His early years fitted him for the Communist aristocracy--a poor childhood, the Czar's army at 18, underground intrigue with secret printing presses, a term in prison, escape. In exile, he became boss of the party's international "transport," which is Communist doubletalk for the smuggling of arms, money and secret communications. "As long as Papasha is there," Lenin remarked admiringly one day in 1904, "we shall have transport."

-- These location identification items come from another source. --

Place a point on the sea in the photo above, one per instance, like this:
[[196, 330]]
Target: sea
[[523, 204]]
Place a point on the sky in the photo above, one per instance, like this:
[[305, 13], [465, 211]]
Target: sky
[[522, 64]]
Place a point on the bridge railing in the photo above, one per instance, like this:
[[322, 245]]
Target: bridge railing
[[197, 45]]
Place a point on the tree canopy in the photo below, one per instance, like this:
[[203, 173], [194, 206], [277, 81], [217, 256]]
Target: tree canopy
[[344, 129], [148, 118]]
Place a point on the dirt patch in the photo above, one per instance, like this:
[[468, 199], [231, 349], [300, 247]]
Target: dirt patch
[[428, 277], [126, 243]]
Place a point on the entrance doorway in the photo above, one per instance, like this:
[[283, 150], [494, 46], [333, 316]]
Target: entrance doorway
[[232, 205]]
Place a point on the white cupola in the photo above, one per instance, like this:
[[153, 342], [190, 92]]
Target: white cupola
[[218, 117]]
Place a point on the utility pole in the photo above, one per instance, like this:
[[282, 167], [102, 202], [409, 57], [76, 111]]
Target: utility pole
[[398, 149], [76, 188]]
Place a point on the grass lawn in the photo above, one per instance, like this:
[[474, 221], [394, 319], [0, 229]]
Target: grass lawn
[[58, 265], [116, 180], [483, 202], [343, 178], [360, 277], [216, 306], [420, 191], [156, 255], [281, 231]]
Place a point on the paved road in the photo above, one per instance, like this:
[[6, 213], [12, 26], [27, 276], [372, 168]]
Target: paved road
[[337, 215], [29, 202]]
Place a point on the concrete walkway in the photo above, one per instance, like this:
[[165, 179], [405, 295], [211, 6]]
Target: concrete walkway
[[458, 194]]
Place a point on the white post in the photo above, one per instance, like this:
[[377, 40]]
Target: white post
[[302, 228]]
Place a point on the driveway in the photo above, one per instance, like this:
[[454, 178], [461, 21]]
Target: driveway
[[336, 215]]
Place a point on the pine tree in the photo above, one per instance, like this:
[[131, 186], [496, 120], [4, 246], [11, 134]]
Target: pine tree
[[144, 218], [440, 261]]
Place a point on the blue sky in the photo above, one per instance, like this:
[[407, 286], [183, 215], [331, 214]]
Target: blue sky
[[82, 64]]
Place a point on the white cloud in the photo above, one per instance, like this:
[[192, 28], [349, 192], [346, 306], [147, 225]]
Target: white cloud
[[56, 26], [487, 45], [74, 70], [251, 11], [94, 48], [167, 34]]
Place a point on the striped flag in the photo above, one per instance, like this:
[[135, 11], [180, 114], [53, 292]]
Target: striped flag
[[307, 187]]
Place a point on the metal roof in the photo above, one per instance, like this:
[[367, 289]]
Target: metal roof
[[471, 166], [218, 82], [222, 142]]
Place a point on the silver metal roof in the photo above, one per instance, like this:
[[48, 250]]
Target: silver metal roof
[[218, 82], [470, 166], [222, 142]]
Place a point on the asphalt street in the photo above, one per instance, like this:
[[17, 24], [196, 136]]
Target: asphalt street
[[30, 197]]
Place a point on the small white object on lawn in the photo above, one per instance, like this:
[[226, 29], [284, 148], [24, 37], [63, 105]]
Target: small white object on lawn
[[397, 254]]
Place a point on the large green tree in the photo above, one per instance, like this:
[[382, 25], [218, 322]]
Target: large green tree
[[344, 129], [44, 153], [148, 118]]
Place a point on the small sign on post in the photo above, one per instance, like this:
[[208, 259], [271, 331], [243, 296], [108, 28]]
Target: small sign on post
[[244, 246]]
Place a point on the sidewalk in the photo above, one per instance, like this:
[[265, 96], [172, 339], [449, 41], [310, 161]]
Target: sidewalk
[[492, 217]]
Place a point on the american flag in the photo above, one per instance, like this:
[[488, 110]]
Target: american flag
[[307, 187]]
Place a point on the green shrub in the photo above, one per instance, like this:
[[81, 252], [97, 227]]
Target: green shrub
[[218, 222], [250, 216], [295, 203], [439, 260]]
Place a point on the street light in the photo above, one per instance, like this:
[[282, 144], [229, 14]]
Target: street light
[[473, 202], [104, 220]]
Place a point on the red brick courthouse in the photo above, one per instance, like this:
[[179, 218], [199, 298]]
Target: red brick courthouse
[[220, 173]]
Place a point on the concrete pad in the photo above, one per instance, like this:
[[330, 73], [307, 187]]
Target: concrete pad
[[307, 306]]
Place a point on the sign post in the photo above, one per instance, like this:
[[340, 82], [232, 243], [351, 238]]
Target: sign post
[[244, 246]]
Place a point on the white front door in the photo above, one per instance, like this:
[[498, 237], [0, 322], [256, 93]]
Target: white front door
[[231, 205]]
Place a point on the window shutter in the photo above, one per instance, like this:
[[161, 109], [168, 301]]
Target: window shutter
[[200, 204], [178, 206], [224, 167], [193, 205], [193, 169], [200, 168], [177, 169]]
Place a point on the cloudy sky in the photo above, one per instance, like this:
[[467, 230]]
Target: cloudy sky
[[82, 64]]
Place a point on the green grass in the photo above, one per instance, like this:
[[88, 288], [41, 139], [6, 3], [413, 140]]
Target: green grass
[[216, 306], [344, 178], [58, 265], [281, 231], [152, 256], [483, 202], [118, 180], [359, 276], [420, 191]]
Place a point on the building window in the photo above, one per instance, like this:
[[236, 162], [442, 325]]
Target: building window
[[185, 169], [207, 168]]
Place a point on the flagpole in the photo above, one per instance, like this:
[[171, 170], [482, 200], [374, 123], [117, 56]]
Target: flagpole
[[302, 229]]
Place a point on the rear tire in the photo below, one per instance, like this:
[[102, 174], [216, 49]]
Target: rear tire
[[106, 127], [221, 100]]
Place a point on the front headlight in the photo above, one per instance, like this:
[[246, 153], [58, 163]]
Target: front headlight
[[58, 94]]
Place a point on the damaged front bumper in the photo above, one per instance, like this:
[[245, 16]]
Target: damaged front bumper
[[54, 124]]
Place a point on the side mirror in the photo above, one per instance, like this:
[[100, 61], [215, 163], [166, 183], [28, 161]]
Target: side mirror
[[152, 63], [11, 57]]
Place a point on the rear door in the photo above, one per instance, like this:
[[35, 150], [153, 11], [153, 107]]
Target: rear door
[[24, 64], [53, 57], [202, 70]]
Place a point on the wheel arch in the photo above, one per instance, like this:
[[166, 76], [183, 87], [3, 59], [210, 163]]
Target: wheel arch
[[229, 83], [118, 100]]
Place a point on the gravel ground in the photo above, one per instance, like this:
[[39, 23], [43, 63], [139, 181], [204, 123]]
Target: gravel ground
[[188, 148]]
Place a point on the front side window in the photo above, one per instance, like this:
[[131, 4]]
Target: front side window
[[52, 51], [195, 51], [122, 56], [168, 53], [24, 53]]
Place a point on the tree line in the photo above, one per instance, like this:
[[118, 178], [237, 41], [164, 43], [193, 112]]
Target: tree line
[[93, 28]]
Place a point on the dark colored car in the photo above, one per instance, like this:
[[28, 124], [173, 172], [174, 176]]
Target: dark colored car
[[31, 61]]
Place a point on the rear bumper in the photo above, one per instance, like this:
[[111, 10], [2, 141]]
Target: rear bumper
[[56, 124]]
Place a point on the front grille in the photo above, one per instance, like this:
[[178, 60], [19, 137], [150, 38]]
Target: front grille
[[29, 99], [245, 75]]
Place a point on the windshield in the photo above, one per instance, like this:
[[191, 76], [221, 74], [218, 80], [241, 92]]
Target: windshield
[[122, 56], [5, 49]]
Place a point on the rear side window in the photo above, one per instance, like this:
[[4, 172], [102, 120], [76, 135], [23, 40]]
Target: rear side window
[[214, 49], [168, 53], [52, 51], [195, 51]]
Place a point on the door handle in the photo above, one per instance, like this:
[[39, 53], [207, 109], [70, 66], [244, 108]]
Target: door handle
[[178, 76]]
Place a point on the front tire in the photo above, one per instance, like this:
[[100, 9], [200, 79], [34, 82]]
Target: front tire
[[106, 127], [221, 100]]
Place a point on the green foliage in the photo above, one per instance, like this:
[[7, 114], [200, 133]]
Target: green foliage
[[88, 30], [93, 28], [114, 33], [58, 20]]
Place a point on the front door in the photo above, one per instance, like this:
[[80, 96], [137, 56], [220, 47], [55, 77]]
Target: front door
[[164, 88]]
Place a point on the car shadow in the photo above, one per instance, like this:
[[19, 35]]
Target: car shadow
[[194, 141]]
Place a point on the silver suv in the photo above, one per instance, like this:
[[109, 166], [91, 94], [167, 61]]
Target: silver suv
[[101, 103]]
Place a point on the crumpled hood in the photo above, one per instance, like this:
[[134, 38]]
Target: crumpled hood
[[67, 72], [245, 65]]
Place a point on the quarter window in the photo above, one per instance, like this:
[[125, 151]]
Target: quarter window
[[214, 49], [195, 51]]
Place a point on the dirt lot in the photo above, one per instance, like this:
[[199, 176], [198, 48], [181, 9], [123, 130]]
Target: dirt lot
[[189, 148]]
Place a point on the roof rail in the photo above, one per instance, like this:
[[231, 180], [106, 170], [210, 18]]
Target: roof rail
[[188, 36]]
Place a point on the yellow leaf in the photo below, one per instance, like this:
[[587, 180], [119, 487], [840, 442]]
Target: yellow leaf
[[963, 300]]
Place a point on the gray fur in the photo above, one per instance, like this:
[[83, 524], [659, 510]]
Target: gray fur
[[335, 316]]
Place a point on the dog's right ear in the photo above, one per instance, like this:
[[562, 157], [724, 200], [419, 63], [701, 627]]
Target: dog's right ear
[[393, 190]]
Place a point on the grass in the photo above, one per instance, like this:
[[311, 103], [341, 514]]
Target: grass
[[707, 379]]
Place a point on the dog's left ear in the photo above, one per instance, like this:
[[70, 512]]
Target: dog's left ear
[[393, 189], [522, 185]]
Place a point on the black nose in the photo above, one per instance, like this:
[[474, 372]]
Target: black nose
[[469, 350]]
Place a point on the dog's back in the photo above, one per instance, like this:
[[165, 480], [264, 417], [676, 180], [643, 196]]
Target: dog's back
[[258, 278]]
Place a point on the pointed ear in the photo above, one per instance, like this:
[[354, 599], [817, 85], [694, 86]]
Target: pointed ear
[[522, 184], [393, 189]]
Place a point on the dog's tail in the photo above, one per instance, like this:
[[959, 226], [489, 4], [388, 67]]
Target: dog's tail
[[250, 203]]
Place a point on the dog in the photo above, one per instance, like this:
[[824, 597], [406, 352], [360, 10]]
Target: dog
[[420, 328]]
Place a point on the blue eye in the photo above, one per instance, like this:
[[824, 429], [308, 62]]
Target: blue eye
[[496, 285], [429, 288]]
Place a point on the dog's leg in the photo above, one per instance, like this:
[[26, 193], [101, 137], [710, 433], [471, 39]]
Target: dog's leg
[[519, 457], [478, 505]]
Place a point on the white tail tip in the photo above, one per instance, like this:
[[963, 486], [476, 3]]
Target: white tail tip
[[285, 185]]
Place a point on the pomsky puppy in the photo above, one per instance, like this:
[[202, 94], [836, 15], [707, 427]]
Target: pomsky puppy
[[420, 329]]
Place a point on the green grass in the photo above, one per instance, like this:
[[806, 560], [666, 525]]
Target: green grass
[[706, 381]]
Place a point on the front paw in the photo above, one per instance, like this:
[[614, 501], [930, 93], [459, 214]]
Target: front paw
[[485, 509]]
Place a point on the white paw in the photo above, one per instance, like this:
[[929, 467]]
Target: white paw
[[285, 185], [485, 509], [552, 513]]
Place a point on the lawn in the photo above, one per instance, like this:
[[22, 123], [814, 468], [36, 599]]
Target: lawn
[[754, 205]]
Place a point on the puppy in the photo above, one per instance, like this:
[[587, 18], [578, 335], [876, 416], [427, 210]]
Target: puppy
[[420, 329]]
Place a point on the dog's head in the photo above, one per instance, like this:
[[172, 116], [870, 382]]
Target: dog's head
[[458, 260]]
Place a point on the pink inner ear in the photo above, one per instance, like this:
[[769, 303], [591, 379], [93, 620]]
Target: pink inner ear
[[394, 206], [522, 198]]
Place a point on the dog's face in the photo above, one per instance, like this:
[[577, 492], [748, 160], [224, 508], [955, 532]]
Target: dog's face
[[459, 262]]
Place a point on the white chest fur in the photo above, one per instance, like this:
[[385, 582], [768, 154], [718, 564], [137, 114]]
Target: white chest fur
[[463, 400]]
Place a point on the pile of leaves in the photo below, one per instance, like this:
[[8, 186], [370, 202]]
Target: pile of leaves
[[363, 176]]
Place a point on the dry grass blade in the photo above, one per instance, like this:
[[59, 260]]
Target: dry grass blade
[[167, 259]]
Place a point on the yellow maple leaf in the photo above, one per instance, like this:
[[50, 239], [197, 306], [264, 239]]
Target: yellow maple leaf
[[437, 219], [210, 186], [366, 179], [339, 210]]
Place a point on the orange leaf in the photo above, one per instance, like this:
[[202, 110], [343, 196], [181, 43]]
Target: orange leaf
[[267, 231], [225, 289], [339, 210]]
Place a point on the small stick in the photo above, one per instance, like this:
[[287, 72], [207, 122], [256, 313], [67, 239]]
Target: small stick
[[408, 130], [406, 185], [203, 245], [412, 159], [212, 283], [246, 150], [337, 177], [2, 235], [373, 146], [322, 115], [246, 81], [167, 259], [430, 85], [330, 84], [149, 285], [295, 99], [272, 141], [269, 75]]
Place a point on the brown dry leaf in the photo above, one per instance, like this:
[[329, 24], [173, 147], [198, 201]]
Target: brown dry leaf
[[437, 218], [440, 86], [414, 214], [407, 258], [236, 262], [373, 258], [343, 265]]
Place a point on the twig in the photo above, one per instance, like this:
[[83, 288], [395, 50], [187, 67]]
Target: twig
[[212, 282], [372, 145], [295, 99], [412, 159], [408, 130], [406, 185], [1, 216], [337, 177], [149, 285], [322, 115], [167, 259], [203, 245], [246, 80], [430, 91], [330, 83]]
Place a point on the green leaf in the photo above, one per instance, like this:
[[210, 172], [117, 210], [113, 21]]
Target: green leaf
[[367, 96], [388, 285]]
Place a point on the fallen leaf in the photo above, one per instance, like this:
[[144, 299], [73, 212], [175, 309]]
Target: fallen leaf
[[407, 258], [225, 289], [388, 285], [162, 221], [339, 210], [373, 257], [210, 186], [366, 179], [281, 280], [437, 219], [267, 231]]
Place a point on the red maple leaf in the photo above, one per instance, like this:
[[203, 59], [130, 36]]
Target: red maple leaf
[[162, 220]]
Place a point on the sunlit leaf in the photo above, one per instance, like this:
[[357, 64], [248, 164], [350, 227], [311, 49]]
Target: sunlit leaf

The French deported Papasha in 1908, when they caught him passing 500-ruble notes stolen in the bloody Tiflis bank robbery engineered by Joseph Stalin. In England, as gentle, homy Mr. Harrison of Harrington Square, he erected a fac,ade of innocuous jobs (publisher's assistant, bookkeeper, language teacher, corset salesman), took on Western airs and a Western wife. She was Ivy Low, radical daughter of an English writer. He came to admire the works of Henry James, Jane Austen, Beethoven and Bach; he took up contract bridge. But Litvinoff remained Bolshevik to the core--a blunt, opportunistic, skeptical revolutionary, with a keen, mousetrap kind of mind that was wired always to orders from home.

The Waiting Room. After the Revolution, Trotsky made Litvinoff Ambassador to Britain. The British refused to accept him, agreed only grudgingly to deal with him through a Foreign Office clerk. For a while, the two met by a kiosk behind the Foreign Office. But after a few pathetic meetings in the rain, the Foreign Office relented: it allowed Litvinoff inside as far as the waiting room.

When he came to England again, in 1936, Maxim Litvinoff got an audience with the King and all the amenities. Papasha--and the Soviet Union--had climbed to respectability. As Deputy Commissar for Foreign Affairs (1920-30) and then as Commissar, Litvinoff had cut through the "barbed-wire fence" which France's Clemenceau had persuaded the West to raise around Russia. He sold most of the Western world on the proposition that Communism was able & willing to cooperate with the West.

He constructed a network of treaties between Russia and 14 countries. He negotiated with Roosevelt for U.S. recognition of the Soviet Union in 1933. He got Russia a seat in the League of Nations. There, in passionate, blunt speeches, delivered in an English that was both Cockney and Slavic in accent, he became the apostle of disarmament, of collective security, and of opposition to the Nazis. "Peace is indivisible" was his famous phrase. He was personally liked and respected--a far warmer person than the cunning Vishinsky or the robot Gromyko --but only the gullible believed that there was a Litvinoff policy that differed from a Stalin policy.

Morning Coat In Mothballs. One day in 1939, the beaming face of Maxim Litvinoff was jerked suddenly from view, and Russia's other face appeared. Litvinoff was replaced as Foreign Minister by Molotov, and 3 1/2 months later, Russia and Nazi Germany signed the alliance that pressed the button for World War II. Litvinoff retired into obscurity, was stripped even of his membership on the party's Central Committee "for nonfulfillment of his obligations." But the false face was kept handy. It did reappear briefly during the war, when Russia and the West fought side by side. Litvinoff became Moscow's Ambassador to Washington, but he was not the same man. "He seemed," Harry Hopkins noted in his diary, "like a morning coat which had been laid away in mothballs . . . [and] had now been brought out, dusted off . . ."

In 1946 he was again consigned to the shadow. Occasionally he would be seen slouching along a Moscow street, worn and spiritless, careful to turn his face and avoid old Western diplomatic acquaintances. In cold war diplomacy, Maxim Litvinoff was out of season. One day last week, a wasted, tired old man of 75, Papasha attained a distinction rare among cast-aside Old Bolsheviks: he died in bed.

His death was front-page news everywhere but in Russia; Pravda gave him a skimpy eight inches of type, without picture, on the back page. Only Gromyko and two other underlings from the Foreign Ministry represented the government at the funeral. Papasha's Old Bolshevik comrades stayed home.